Revealing vulnerabilities in two-factor authentication for a cell growth program

In another study, Roberts’s team again leveraged DepMap to systematically identify genes that become essential to cancer cells when SMARCB1 is absent because those genes present potential routes for future targeted therapies. 

“We discovered PHF6 as another one of those genes,” said Roberts. “We found that in healthy cells, PHF6 co-localizes with SMARCB1 and helps the SMARCB1-containing SWI/SNF complex keep chromatin open, which then becomes aberrant without SMARCB1.”

In healthy cells, SMARCB1 and PHF6 act like two-factor authentication, both of which are necessary for genes to be turned on.  Although SMARCB1 loss promotes cancer, its absence should shut down the expression of so many genes that the cell would die. When SMARCB1 is lost, PHF6 keeps many of those genes turned on, allowing the cancer cells to survive. Removing PHF6 from these cells caused cell death and slowed or stopped tumor growth, revealing a potential vulnerability to target in rhabdoid tumors and possibly other cancers.

“Twenty percent of cancers have mutations in SWI/SNF subunits,” Roberts explained. “This work on dependencies could advance the opportunity to find therapeutic interventions far more broadly than just rhabdoid tumors.”

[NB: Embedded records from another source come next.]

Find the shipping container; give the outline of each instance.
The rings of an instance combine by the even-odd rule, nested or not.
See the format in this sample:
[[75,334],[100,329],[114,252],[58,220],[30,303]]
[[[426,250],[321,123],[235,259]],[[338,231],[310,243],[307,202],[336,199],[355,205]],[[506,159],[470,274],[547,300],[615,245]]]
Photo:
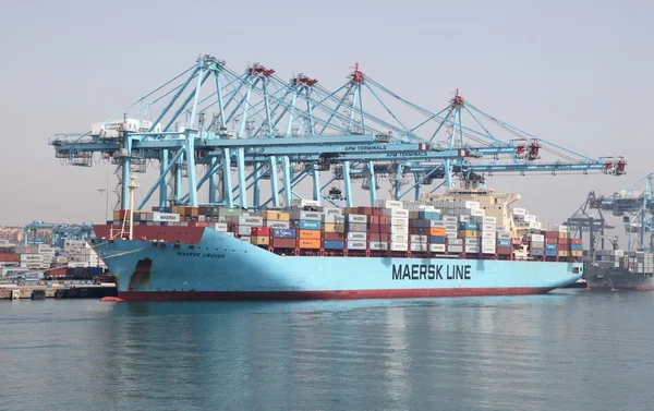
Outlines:
[[300,230],[319,230],[320,221],[316,220],[300,220],[296,223]]
[[390,251],[409,251],[409,244],[400,243],[400,242],[391,242]]
[[348,250],[365,250],[367,244],[365,241],[348,241]]
[[250,242],[254,245],[268,245],[270,244],[270,238],[262,235],[251,237]]
[[320,240],[320,231],[318,231],[318,230],[300,230],[300,239]]
[[371,241],[370,247],[371,247],[371,250],[374,250],[374,251],[386,251],[386,250],[388,250],[388,242],[387,241]]
[[343,241],[325,240],[325,250],[343,250],[344,247]]
[[367,217],[368,216],[362,215],[362,214],[349,214],[347,216],[348,222],[360,223],[360,225],[366,225]]
[[276,228],[272,230],[272,237],[276,239],[294,239],[295,229]]
[[367,234],[365,232],[351,231],[348,232],[348,241],[366,241]]
[[300,240],[298,240],[298,247],[299,249],[319,249],[320,240],[300,239]]

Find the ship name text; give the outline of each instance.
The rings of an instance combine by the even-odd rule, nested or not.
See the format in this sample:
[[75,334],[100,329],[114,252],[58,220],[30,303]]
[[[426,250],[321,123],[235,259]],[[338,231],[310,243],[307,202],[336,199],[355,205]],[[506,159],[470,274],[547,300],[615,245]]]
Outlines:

The future of chromatin research at St. Jude

The tight regulation of chromatin protects cells from carrying out potentially harmful gene expression programs while promoting the expression of protective genes, such as tumor suppressors. These fundamental processes often go awry in pediatric cancer, highlighting the tremendous opportunity to leverage chromatin control therapeutically. St. Jude scientists are well poised to continue cracking the chromatin code, finding new targeted therapies for some of the most difficult-to-treat pediatric cancers.